I caught my oven on fire last week, though I think I might actually be able to blame the husband on this one.
It was almost one o’clock when we made it home from church last Sunday. I was starving, the kid had just woken from her one-hour-trip-home nap, and it was hot. So I found one of those box meals where you pretty much pour the contents into a baking dish, throw it in the oven for a while, and you’re good to go, except…all the small baking dishes for cooking were sitting in the refrigerator, holding leftovers.
Why we didn’t just eat leftovers, I have no idea. But, ack, leftovers? Gross.
Being the lazy person I am, I didn’t dump out the any of the leftovers I knew we’d never eat, clean the dish, and use that for baking my chicken pot pie. No, I found this pretty little heart-shaped ceramic pan my aunt had given us for a wedding present and poured everything in there. It all came pretty close to the top of the pan, but I didn’t think much of it, and put it in the oven to cook for half an hour to forty-five minutes, in which the kid whined—probably hungry—the husband complained about her whining, and I continued to starve…in the heat.
The timer goes off, my stomach rejoices, and I throw open the oven door to find that the evil pot pie had boiled over the sides of the pretty, but worthless, heart-shaped pan and onto the floor of my new oven.
I know, the nerve, huh?
The blond-headed version of Mr. Clean, otherwise known as my husband, thought it needed to be cleaned immediately. So, he pushed that CLEAN button on the oven, thinking that would be that. We did not hunt up the oven instructions that explicitly say, “spills need to be cleaned prior to self-cleaning or they may start a fire” until after we learned that nifty little fact for ourselves.
So, I’m holding the kid on my hip and scooping up lunch—it’s now almost two o’clock by then—when I glance over and see nothing but flames behind the little window on my oven door. Not wanting to put my daughter down in case we have to go all ‘save yourselves!’ I scream my husband’s name—like a banshee, he later described it—and hop around the kitchen, waiting for him to come save the day.
Hey, he's the one that pushed the button in the first place.
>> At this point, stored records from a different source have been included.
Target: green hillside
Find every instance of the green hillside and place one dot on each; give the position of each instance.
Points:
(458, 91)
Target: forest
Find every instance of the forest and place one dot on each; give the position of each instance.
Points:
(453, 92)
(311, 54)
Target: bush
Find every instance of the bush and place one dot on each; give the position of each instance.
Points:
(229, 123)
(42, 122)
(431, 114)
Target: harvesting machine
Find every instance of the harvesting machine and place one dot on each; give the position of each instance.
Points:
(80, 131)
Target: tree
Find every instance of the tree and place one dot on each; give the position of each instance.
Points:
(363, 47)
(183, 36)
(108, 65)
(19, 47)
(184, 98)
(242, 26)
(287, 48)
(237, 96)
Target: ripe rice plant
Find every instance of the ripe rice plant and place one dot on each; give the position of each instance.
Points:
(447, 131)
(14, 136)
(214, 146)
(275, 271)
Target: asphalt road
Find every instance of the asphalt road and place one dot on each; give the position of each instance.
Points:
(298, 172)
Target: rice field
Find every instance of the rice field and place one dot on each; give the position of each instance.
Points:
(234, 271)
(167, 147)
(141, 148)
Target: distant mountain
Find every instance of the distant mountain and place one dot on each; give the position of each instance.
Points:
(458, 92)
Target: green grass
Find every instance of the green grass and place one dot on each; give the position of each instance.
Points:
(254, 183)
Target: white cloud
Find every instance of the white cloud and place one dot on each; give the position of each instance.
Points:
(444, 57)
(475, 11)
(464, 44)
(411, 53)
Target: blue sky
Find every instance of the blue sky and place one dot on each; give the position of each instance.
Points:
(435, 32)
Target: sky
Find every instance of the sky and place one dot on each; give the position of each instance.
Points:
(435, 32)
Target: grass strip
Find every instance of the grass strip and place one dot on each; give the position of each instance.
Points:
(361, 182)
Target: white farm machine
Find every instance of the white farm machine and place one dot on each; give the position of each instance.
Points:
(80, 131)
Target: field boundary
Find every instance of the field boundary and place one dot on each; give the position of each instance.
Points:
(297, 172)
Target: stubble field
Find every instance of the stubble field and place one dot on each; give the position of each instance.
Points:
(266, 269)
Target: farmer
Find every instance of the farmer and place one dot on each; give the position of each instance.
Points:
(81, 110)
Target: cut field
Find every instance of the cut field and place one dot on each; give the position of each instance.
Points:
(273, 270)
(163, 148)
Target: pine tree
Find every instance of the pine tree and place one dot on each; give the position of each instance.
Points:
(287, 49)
My mother used to have the same version of that oven and had told me long ago that once you push the clean button, the door locks and there’s no canceling it until it’s done cleaning. So I’m thinking there’s no way to get in there to put out that fire.
But the hubby starts pushing buttons and manages to open the door. He kept saying something about, “It can’t have oxygen. We can’t give it oxygen.” I wasn’t totally sure what I was supposed to do about that, hold my breath? But somehow he got the fire out, we read the instructions (finally), and the oven has yet to be cleaned to this day.
From there, we had to open all the windows and doors—yes, IN THE HEAT—to clear out the smoke and smell.
And that, my dear blogger friends, is just the kind of cook I am! Aren’t you glad you only know me cyber-wise so I can’t invite you over for a dinner?!